San Juan evangelista, a treinta años del acontecimiento que ha de relatar, se ve desafiado en su memoria y en su ingenio (pues la inspiración divina no le ahorra nada de esto), para lograr volcar al griego aquel intenso y extenso discurso crucial de nuestro Señor, la noche antes de su Pasión. 

No es un discurso más: es fundamento, es testamento. 

Allí fue que expresó en su arameo natal el Amor extremo, ese que lo movería en pocas horas a dar la vida por nosotros, ese por el cual ama al Padre y al Espíritu de Ambos, ese que derramará en nuestros corazones para poder nosotros amarnos los unos a los otros. Ese en que funda religión.

Pero Juan tiene un problema. 

Recuerda bien que el Señor se esmeró aquella noche en explicar que se trataba de un “amor” por demás ajeno a los parámetros humanos.

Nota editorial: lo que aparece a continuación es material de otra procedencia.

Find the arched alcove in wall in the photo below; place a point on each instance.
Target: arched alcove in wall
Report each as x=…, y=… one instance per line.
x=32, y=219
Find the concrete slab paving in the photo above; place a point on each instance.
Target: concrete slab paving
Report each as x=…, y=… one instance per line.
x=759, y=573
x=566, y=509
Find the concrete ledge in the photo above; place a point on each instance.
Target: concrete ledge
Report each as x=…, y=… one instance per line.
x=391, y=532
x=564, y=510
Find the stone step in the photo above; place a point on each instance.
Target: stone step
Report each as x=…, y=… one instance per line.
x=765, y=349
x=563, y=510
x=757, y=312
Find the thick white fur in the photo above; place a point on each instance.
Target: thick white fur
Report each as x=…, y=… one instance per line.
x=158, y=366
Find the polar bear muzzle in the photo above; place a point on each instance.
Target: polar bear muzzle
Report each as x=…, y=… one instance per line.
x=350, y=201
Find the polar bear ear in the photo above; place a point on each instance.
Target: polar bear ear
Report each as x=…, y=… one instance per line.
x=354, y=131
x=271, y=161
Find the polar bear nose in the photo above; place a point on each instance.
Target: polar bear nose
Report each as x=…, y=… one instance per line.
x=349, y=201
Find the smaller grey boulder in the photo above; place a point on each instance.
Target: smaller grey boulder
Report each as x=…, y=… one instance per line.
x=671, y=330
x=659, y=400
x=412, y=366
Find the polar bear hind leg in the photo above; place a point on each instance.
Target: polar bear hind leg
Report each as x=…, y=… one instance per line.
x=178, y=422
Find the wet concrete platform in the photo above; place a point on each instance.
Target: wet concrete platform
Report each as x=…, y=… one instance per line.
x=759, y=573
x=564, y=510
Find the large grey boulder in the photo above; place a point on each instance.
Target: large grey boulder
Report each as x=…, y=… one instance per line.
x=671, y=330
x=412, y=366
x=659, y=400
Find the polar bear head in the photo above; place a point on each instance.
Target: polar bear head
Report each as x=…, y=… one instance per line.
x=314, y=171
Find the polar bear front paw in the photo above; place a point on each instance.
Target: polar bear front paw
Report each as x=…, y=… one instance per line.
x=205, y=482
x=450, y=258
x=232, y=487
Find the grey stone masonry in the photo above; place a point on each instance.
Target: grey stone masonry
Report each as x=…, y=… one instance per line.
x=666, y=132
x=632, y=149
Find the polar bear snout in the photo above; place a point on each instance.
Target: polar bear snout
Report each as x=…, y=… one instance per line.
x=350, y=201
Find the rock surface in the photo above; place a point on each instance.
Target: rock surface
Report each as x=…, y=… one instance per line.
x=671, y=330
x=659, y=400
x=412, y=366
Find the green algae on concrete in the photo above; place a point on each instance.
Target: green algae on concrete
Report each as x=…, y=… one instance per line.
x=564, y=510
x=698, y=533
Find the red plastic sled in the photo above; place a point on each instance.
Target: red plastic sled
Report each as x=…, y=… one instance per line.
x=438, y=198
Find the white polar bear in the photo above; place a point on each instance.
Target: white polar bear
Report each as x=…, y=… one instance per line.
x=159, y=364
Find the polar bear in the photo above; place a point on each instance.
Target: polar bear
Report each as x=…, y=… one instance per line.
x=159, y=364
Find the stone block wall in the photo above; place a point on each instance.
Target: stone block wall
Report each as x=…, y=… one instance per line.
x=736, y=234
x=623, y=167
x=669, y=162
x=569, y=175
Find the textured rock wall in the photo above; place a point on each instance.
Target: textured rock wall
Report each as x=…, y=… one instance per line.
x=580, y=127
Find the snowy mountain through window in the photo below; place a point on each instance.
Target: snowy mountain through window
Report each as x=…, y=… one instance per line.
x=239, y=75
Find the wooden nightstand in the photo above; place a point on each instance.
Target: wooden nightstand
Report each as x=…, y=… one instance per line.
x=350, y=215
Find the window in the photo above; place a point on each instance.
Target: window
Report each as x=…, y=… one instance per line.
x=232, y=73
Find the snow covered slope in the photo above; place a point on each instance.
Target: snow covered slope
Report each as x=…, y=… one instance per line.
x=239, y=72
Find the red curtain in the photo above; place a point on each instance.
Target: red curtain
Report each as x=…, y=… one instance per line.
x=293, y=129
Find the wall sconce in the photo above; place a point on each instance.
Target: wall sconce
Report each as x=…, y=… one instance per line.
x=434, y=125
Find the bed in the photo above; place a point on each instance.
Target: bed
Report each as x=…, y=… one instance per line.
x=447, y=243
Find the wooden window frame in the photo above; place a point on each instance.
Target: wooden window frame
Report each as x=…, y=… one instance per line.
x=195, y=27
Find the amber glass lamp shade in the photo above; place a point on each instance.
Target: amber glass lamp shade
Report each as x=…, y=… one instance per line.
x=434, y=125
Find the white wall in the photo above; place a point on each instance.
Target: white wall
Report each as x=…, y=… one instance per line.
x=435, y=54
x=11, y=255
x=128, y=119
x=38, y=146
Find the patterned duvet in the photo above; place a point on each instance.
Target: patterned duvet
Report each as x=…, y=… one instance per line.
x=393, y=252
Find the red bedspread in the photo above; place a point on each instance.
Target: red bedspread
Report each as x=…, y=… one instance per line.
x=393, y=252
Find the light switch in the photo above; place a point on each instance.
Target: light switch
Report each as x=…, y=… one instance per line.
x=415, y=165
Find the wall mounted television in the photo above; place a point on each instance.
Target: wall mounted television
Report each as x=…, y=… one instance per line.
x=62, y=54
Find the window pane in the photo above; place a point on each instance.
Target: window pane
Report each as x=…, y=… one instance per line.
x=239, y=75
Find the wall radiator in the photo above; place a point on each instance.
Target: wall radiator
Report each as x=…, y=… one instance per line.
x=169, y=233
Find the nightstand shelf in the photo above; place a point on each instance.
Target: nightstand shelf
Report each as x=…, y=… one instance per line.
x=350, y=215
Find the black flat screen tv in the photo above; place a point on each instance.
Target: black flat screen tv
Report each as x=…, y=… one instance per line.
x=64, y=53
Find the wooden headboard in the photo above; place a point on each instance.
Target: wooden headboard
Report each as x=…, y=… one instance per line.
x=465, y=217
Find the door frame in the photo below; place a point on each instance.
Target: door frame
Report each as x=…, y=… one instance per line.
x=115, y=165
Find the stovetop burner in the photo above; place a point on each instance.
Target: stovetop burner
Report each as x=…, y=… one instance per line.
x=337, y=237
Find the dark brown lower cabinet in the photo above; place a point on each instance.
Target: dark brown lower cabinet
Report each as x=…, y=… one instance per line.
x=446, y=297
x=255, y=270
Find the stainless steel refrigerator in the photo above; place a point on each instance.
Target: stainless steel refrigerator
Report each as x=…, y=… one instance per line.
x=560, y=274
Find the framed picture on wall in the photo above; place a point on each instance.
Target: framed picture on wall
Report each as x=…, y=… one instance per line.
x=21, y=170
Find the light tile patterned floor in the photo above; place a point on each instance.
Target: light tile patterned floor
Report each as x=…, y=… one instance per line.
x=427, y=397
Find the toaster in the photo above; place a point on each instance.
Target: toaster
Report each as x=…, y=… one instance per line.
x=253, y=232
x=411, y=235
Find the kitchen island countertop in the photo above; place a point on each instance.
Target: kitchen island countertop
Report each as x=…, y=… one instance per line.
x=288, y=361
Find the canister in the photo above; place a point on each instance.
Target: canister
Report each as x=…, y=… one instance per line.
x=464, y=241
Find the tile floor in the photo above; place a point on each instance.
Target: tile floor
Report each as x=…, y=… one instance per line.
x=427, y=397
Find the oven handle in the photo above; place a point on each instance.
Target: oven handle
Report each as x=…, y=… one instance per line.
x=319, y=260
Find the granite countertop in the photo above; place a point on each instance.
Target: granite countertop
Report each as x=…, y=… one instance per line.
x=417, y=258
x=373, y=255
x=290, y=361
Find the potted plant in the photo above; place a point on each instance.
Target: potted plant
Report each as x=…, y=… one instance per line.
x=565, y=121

Que el Señor aludía a una realidad intradivina, increada, completamente inapropiada y desconocida para el orden creatural. Algo imposible de nombrar en términos humanos por el simple escollo de no haber realidad en este mundo a la cual referirla. Y Juan repasa los vocablos que tiene a mano en el griego (eros, filía, stergo) y ninguno le convence; pues ninguno logra acercarse a lo que el Señor dijera aquella intensa noche de adioses. Tal vez combinándolos entre sí, tal vez procurando superlativos, tal vez acertando a algún adjetivo… 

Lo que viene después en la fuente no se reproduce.